E quando poi è stata dismessa, gli operai hanno fatto la lotta affinché non venisse chiusa, e anche oggi, secondo me, se tu vieni a parlare con gli ex operai, e soprattutto con gli operai di Taranto, ti dicono che si fa male, ma è la nostra vita, non dovete togliercela. E quindi è questo che volevo raccontare, e a quanto pare questo lato di raccontare le cose, questo modo di raccontarlo, è tra virgolette, lo dico in maniera sempre molto senza presunzione, vincente, perché non prende posizione. La posizione, secondo me, deve poi prenderla, per come la penso io, deve poi prenderla sempre il pubblico che viene a vedere ogni sera lo spettacolo.
D: Assolutamente, avere anche una visione critica della nostra storia, che poi è una storia recente. Antimo, andiamo nel retropalco, parliamo della compagnia, com’è stata la messa in scena di questo spettacolo, e molti sono attori giovani come te, quindi fate parte di una nuova generazione di attori che però hanno già una lunga esperienza alle spalle e si cimentano in una forma teatrale, anche sperimentale da un certo punto di vista.
R: Guarda, visto che mi hai fatto questa bellissima domanda, che secondo me è più bella delle altre, perché è più bella delle altre? Perché questo spettacolo ha ragione di esistere per la compagnia, per gli attori. Perché? Perché ognuno di noi ha sposato questa causa. Non voglio, come dire, non solo per l’aspetto economico, perché guadagniamo poco, anzi quasi niente, ma perché c’è una grande volontà, è un grande amore verso questo progetto, verso il tema. E quindi tutti quanti gli attori, ma non solo gli attori, anche i tecnici, ma lo stesso direttore di scena, Antonio Chirivino, ma la stessa produzione comunque, che si è innamorata del progetto e mi ha dato una mano. Cioè è veramente un grande amore verso questo progetto. E gli attori lo hanno amato dal primo momento, a partire ovviamente dalla mia compagna, Daniela Ioia, che lo ha vissuto da quando ho iniziato a scriverlo fino all’ultimo. Poi c’è un’altra grandissima cosa, che ognuno di questi attori, di questi sette attori, compreso io, ognuno ha qualche legame con Bagnoli, con i Campi Flegrei.

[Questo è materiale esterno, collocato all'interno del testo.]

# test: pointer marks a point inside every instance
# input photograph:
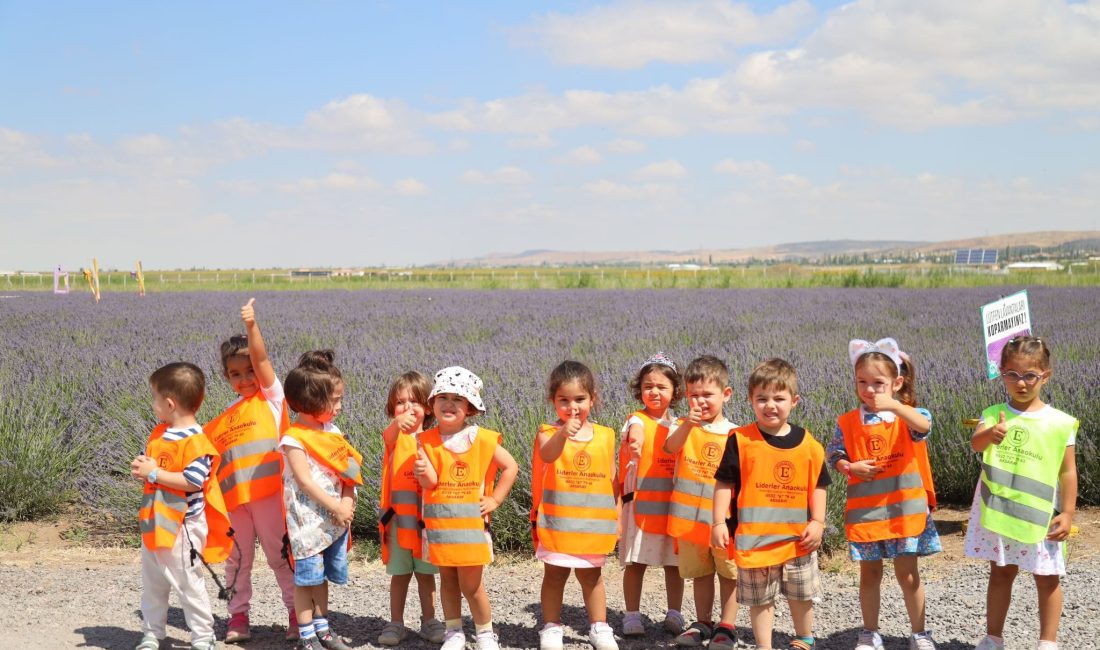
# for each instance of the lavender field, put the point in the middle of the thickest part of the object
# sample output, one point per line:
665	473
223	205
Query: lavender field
74	401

C’è Gianluca Vesce, che è di Bagnoli. C’è Lucienne Perreca, che è dei Campi Flegrei. E quindi, come dire, è un argomento che sentono tantissimi.
C’è Daniela Ioia, che in quanto mia compagna, l’ha assorbito. È un po’ bagnolese, è bagnolese d’adozione.

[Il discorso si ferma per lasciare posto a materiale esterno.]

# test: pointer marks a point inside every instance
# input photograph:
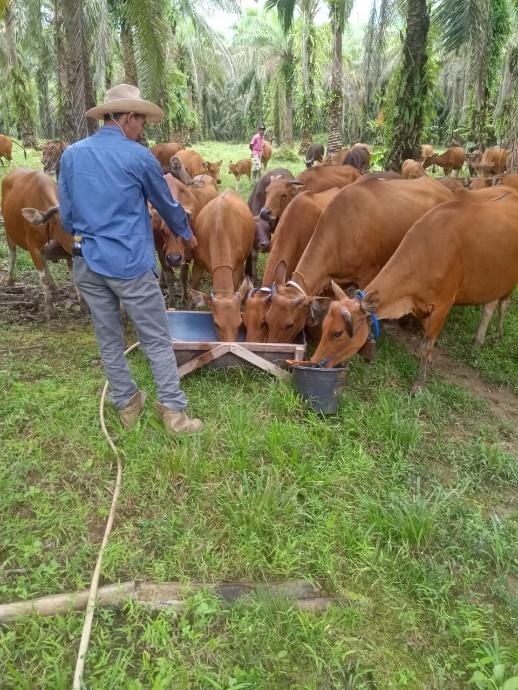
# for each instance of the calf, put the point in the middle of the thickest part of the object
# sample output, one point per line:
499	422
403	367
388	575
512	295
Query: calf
461	253
292	235
356	235
242	167
411	169
319	179
224	229
6	149
314	153
172	251
24	192
359	157
51	153
164	152
452	159
426	153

C’è Luigi Credendino, che ha avuto il nonno, che ha lavorato all’ILVA. C’è Ciro Esposito, che è comunque in un qualche modo ai figli, che sono andati al circolo ILVA. E quindi, come dire, quel luogo lo conosce tantissimo.
C’è Francesca De Nicolais, che ha il compagno, che è stato assistente alla regia, Alfonso D’Auria, che è di Bagnoli. Lei poi, Francesca, è una combattente, è compagna. Quindi, c’è tutti e sette.
Siamo, come dire, completamente immersi in questa situazione. E quindi è stato meraviglioso lavorare con loro. Siamo una compagnia, me lo dico, meravigliosa. Non c’è mai stato un problema tra di noi. Anzi, è stato molto, sempre, affiatamento, voglia di aiutarsi. Non c’è nessuno che vuole fare le scarpe all’altro, ma anzi, è una compagnia meravigliosa.
E quindi io, perché la domanda è bellissima, perché io approfitto per ringraziarli tutti. Ma già l’ho fatto e lo faccio sempre, perché è un gruppo meraviglioso. Abbiamo lavorato, ovviamente, tanto, ma loro sono sempre stati disposti a lavorare tanto, tantissimo, a sacrificarsi.
Ogni sera si fanno il “bip” perché lo spettacolo è tosto e quando siamo andati sold out, è capitata l’occasione di fare una replica aggiunta, ci siamo guardati negli occhi, ragazzi, ce la facciamo? Sì, lo facciamo. Quindi, insomma, è questo spirito, è questa voglia, è quest’amore verso questo progetto che, secondo me, come dicevo anche prima, permette che poi un progetto diventi necessario e questo arrivi al pubblico. Questa energia che poi diventa un circolo virtuoso che poi arriva al pubblico e poi ritorna a voi che siete sul palco.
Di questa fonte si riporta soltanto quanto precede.